Tel maître, tel lion

Cela se passa dans la plus grande discrétion. Sur le coup, personne ne s'aperçut du changement. «Animal Farm», laboratoire de manipulations génétiques, avait déjà connu quelques succès en produisant, par croisements d'espèces, des animaux de compagnie d'un genre nouveau. Son catalogue comprenait déjà le «hamster-perroquet», qui répétait tout ce qu'il entendait, le «lapin-chat» ronronnant, et le «cheval-souris», équidé miniature s'ébattant sous les meubles.

Cependant, «Animal Farm» préparait son grand coup: l'amélioration du premier compagnon de l'homme, le chien. Jusque-là, les amateurs de canidés choisissaient par prédilection des pitt-bulls, des rottweillers, animaux puissants, ser-viles, féroces.

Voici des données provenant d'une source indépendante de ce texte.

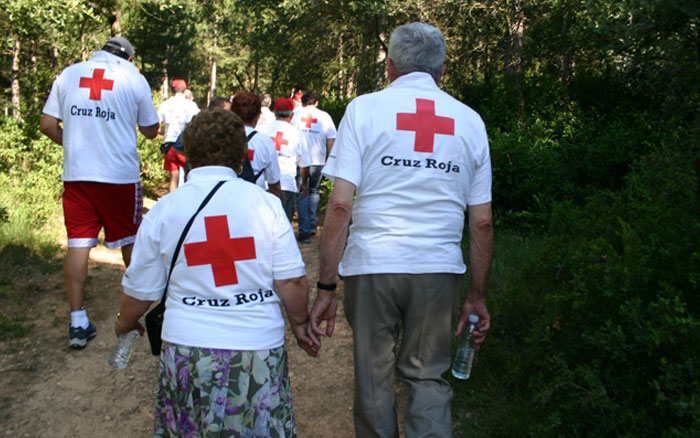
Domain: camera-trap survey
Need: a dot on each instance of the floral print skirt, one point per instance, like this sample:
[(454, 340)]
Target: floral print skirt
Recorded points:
[(207, 393)]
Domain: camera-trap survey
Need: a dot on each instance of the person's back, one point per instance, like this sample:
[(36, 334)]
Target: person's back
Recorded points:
[(288, 146), (416, 179), (99, 121), (407, 162)]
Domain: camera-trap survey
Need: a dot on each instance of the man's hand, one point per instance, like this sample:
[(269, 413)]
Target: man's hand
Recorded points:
[(324, 309), (484, 324)]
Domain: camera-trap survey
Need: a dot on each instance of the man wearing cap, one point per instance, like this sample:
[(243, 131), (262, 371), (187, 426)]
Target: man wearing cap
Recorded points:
[(174, 114), (99, 103), (416, 159), (266, 116), (290, 154), (318, 131)]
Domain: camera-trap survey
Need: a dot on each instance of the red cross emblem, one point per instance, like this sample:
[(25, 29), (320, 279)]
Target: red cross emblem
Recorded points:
[(425, 124), (97, 83), (309, 120), (220, 251), (279, 140)]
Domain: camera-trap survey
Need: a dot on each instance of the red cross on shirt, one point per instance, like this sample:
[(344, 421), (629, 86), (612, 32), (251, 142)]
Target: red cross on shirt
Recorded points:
[(220, 251), (97, 83), (425, 124), (279, 140), (309, 120)]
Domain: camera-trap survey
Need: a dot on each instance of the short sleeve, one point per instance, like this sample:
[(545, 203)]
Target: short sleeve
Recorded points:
[(147, 274), (52, 107), (286, 257), (480, 189), (345, 159)]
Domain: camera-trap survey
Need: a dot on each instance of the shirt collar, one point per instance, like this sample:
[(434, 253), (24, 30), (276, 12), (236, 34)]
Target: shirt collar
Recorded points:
[(211, 173), (414, 80)]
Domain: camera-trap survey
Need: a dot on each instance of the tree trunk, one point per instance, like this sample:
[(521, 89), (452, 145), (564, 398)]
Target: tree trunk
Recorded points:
[(212, 80), (514, 55), (15, 79), (115, 21), (566, 60)]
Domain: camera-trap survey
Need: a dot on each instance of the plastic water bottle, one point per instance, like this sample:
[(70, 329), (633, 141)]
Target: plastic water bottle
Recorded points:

Or un sondage venait d'indiquer aux éleveurs que les acheteurs potentiels attendaient essentiellement de leur futur chien:


1. Le sentiment de posséder un ami.

2. Le sentiment de posséder un ami faisant peur aux autres.

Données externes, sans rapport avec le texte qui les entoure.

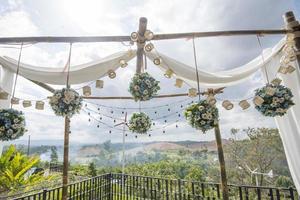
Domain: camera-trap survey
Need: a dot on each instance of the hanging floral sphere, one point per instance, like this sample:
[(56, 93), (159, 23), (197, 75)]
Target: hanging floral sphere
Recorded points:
[(143, 87), (273, 100), (66, 102), (12, 124), (202, 115), (139, 123)]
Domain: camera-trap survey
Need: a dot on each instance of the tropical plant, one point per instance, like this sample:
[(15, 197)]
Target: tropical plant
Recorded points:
[(15, 170)]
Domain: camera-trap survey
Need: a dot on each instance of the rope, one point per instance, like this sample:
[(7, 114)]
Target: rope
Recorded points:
[(263, 59), (17, 73), (69, 66), (196, 65)]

3. Le sentiment de posséder un ami faisant peur aux autres mais obéissant à son maître.

4. La satisfaction d'épater l'entourage.


«Animal Farm» examina longuement les réponses, analysa tous les facteurs et déduisit de l'enquête qu'il importait dorénavant de croiser le chien non plus avec le loup mais avec le roi des animaux en personne, c'est-à-dire le lion.

Les chercheurs procédèrent donc par paliers, unissant tour à tour et progressivement chien-lion et lion-chien. Le résultat final fut baptisé chien-lion. L'animal présentait l'apparence extérieure d'un lion, avec crinière et longue queue terminée en pinceau, mais le faciès et l'aboiement d'un canidé.

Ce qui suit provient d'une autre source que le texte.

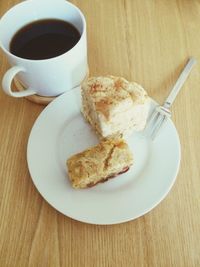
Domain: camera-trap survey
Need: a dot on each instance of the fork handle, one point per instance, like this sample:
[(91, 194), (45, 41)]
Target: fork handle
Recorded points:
[(179, 83)]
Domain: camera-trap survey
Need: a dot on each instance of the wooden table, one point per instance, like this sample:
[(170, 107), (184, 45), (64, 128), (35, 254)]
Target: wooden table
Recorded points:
[(146, 41)]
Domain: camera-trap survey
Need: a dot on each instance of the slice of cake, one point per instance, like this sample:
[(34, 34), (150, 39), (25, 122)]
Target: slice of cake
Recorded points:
[(106, 160), (112, 105)]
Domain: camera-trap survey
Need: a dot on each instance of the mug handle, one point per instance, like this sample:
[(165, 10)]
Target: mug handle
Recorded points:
[(7, 81)]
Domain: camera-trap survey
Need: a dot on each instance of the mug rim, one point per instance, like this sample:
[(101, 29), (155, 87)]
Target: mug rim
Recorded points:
[(46, 59)]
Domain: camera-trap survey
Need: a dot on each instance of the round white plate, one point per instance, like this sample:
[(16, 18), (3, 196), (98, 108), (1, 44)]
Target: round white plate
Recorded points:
[(61, 131)]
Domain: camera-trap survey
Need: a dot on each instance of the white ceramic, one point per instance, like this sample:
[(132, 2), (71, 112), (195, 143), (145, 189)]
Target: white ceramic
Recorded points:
[(60, 131), (49, 77)]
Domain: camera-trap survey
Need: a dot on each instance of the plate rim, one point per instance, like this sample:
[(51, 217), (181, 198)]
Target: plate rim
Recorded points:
[(89, 221)]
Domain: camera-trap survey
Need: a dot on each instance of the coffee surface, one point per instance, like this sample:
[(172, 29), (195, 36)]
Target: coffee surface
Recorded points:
[(44, 39)]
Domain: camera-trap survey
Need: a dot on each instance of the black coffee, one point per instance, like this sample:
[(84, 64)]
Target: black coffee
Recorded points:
[(44, 39)]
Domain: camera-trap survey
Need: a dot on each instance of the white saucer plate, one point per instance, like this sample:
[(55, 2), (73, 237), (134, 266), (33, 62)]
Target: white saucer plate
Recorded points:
[(61, 131)]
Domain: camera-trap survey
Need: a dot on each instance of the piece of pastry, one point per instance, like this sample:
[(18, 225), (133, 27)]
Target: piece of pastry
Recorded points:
[(106, 160), (112, 105)]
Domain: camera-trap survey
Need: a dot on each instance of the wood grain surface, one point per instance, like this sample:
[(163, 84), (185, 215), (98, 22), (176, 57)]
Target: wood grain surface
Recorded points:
[(147, 41)]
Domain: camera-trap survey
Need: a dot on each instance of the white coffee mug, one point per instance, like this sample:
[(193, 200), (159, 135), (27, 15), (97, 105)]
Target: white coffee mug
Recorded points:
[(47, 77)]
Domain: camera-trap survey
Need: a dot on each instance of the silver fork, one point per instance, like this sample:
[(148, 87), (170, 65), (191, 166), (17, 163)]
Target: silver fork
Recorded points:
[(162, 113)]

Le succès du chienlion fut immédiat. «Animal Farm» avait vu juste: le compagnon qui intéressait désormais la clientèle n'était plus le chien mais bel et bien le lion. Plus prestigieux, plus impressionnant.

– Et si, au lieu de produire des hybrides, nous importions directement des lions? suggéra un cadre supérieur, lors d'un séminaire de réflexion stratégique.

– Mais notre entreprise est spécialisée dans la manipulation génétique! s'offusqua le P-DG, soucieux du profit des actionnaires. Si nous nous contentons d'importer des lions, où sera la valeur ajoutée?

Le cadre supérieur ne se démonta pas:

– Nous apporterons notre savoir-faire. Les lions normaux ne supportent ni nos climats ni la vie en appartement. À nous donc de jouer sur leur ADN afin de les adapter au milieu occidental et urbain.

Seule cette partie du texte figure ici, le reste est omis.